The Mist: White noise
Rescuing a Stephen King adaptation from the fog
The Mist, director Frank Darabont's latest adaptation of Stephen King, evokes the old saying that society is only three missed meals away from anarchy, and its implication that it doesn't take much to unravel the unifying threads of civilization.
When a sinister mist engulfs a small-town grocery store called the Food House, the problem is not whether the shoppers and staff will have enough to eat, but whether they are going to be eaten. "The Food House" takes on more than one meaning. The Mist gradually unveils a nightmarish menagerie of creepie-crawlies, but Darabont and King encumber the film's genuine thrills with some heavy-handed thematic ballast.
Following a severe electrical storm and power outages in a Maine resort town, a microcosm of American citizens, including blue-collar locals and wealthier out-of-towners, descend on the grocery store to stock up. The unearthly mist enshrouds the store, accompanied by an earth tremor, and soon the store is under siege from lethal, ravenous entities. After a freaky attack in the store room, some dumbstruck witnesses announce, "We saw tentacles."
With no electricity or phone signals, the shocked, isolated citizens begin to balkanize. The brave, sensible side includes Thomas Jane's concerned dad, Laurie Holden's open-minded schoolteacher, Frances Sternhagen's feisty librarian and Toby Jones' assistant manager – whose unexpected heroism provides one of the film's most appealing qualities. Andre Braugher's big-city lawyer rallies the jerky skeptics who refuse to admit the gravity of the situation, while religious nutjob Mrs. Carmody (Marcia Gay Harden) preaches that the mist marks the end times, and that "expiation" with blood might lead to salvation.
The Mist presents a dilemma of skin-crawling fascination. Held at bay by an all-enveloping blankness, the ordinary people stand surrounded by the bland artifacts of consumer culture, like the dog-food bags that provide barricades, or makeshift torches of mops and lighter fluid. The set pieces can be almost painfully suspenseful – like the fraught "expedition" to the pharmacy across the parking lot for medical supplies – although Darabont has a tendency to linger the camera too long on the icky gore and nonhuman "cast members." What we don't see, or barely see, is spookier than what's in clear focus.

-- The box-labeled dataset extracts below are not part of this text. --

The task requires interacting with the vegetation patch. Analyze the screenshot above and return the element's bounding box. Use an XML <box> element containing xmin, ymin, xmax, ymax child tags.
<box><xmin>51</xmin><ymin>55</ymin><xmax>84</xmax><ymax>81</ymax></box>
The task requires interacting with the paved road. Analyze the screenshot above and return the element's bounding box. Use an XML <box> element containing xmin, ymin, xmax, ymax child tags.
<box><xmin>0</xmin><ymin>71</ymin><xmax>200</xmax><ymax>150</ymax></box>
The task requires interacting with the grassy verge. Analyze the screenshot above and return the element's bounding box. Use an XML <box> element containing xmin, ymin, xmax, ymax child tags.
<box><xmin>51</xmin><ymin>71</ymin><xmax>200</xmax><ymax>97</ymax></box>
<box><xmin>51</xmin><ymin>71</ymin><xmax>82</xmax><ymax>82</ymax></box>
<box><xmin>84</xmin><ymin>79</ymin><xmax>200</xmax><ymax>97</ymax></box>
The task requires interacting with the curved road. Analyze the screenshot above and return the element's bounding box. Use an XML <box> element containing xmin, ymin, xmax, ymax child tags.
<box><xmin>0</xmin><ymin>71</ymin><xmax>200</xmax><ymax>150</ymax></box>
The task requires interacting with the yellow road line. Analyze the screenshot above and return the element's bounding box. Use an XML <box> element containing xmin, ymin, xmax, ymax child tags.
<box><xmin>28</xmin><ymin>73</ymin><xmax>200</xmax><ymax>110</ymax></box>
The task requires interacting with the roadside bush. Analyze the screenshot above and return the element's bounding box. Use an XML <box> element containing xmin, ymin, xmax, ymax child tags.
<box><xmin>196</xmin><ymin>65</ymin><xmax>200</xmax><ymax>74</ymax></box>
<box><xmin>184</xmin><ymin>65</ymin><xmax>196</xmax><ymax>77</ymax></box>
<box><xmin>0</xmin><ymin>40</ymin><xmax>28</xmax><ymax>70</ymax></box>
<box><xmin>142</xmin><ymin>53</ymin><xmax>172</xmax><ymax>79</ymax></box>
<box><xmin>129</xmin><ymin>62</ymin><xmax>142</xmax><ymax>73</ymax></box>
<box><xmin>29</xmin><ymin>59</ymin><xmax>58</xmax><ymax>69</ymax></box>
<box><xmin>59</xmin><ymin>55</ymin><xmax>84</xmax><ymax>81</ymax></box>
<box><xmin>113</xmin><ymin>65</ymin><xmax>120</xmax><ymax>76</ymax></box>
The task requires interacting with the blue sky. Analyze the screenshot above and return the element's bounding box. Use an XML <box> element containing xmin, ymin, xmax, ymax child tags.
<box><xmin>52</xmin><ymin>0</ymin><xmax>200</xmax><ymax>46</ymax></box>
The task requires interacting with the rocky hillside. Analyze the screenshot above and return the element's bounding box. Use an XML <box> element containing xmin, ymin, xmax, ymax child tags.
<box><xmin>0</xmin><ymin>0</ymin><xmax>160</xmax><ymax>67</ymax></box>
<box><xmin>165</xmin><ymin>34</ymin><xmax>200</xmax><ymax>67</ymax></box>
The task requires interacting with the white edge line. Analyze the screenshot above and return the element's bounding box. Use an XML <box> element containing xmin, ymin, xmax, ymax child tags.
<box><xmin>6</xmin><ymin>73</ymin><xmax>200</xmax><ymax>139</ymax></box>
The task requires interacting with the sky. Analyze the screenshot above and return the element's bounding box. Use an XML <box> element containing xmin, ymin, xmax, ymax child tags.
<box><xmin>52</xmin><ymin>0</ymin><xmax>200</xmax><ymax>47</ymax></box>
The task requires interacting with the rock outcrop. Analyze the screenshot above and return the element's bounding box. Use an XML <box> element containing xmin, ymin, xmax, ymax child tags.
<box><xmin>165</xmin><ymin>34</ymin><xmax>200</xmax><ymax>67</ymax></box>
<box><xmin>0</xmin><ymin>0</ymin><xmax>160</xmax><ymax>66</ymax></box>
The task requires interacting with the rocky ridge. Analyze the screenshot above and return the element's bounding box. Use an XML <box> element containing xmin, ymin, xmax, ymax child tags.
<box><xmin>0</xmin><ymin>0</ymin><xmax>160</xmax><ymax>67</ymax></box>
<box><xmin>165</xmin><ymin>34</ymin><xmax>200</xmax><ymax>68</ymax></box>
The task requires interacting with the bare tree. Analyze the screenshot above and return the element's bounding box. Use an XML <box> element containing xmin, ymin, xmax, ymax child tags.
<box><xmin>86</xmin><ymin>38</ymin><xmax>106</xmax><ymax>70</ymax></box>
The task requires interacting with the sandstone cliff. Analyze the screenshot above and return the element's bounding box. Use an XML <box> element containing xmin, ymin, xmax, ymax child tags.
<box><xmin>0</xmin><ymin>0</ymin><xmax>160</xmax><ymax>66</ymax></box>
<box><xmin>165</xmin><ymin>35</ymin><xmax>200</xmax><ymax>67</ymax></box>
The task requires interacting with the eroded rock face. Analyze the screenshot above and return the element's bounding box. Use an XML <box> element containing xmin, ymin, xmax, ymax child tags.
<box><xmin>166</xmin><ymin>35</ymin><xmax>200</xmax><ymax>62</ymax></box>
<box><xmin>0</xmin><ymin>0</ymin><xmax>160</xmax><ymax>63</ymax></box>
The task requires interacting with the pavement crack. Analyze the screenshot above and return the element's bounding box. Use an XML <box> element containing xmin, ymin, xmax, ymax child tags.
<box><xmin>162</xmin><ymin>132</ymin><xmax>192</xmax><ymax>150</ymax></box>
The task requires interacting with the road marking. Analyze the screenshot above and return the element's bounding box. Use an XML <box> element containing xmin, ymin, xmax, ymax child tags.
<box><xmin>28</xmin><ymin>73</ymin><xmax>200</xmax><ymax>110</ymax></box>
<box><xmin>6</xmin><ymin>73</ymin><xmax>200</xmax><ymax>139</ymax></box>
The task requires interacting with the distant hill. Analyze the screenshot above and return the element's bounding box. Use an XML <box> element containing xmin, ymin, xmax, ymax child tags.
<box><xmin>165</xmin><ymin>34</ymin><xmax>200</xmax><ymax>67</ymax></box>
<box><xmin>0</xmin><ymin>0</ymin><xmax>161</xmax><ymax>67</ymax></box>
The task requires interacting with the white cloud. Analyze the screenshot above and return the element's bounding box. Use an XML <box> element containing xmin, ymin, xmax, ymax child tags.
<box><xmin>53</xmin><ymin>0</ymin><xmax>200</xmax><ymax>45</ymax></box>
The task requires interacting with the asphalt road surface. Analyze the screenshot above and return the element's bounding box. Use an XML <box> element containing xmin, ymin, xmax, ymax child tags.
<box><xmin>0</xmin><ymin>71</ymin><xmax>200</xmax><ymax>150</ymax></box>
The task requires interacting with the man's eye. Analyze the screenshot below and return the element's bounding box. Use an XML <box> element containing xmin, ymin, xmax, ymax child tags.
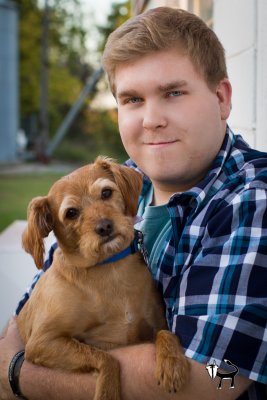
<box><xmin>167</xmin><ymin>90</ymin><xmax>183</xmax><ymax>97</ymax></box>
<box><xmin>125</xmin><ymin>97</ymin><xmax>142</xmax><ymax>104</ymax></box>
<box><xmin>65</xmin><ymin>208</ymin><xmax>80</xmax><ymax>219</ymax></box>
<box><xmin>101</xmin><ymin>189</ymin><xmax>112</xmax><ymax>200</ymax></box>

But Darabont and King spend too much time trying to make us scared of the enemy within. King published the novella in 1980, and Darabont reportedly tried to make The Mist in the late 1990s before going on to direct the Oscar-nominated King tales The Shawshank Redemption and The Green Mile. Nevertheless, The Mist offers a stinging commentary on the contemporary political climate and proves a surprisingly kindred spirit to such angry films as In the Valley of Elah.
Attacking military arrogance as a source of the mist, the film draws up battle lines between the "good" characters (frequently defined by book learning) on one side and the devoutly religious or poorly educated on the other. Mrs. Carmody even mentions "stem cells" as a sign of the permissive, sinful culture. King frequently goes after such political or social heavies in his work, and sometimes the novelist can be nearly as manipulative, judgmental and inclined to violence as Mrs. Carmody. One character slaps Mrs. Carmody in the face, another throws a can of peas at her head for cheap applause. I found myself missing sympathetic Father Callahan from Salem's Lot.
The Mist's final scenes diverge drastically from its source, in ways that manage to be at once more and less optimistic than King's novella. Darabont's new ending may provide a little balance, suggesting that even the most reasonable people may make bad choices in desperate times. That perspective, along with some wildly imaginative monster scenes and sympathetic performances (with Atlanta stage actors Brandon O'Dell and Tiffany Morgan in small roles) go a long way to redeem The Mist. Otherwise, the film would be lost in a self-righteous fog.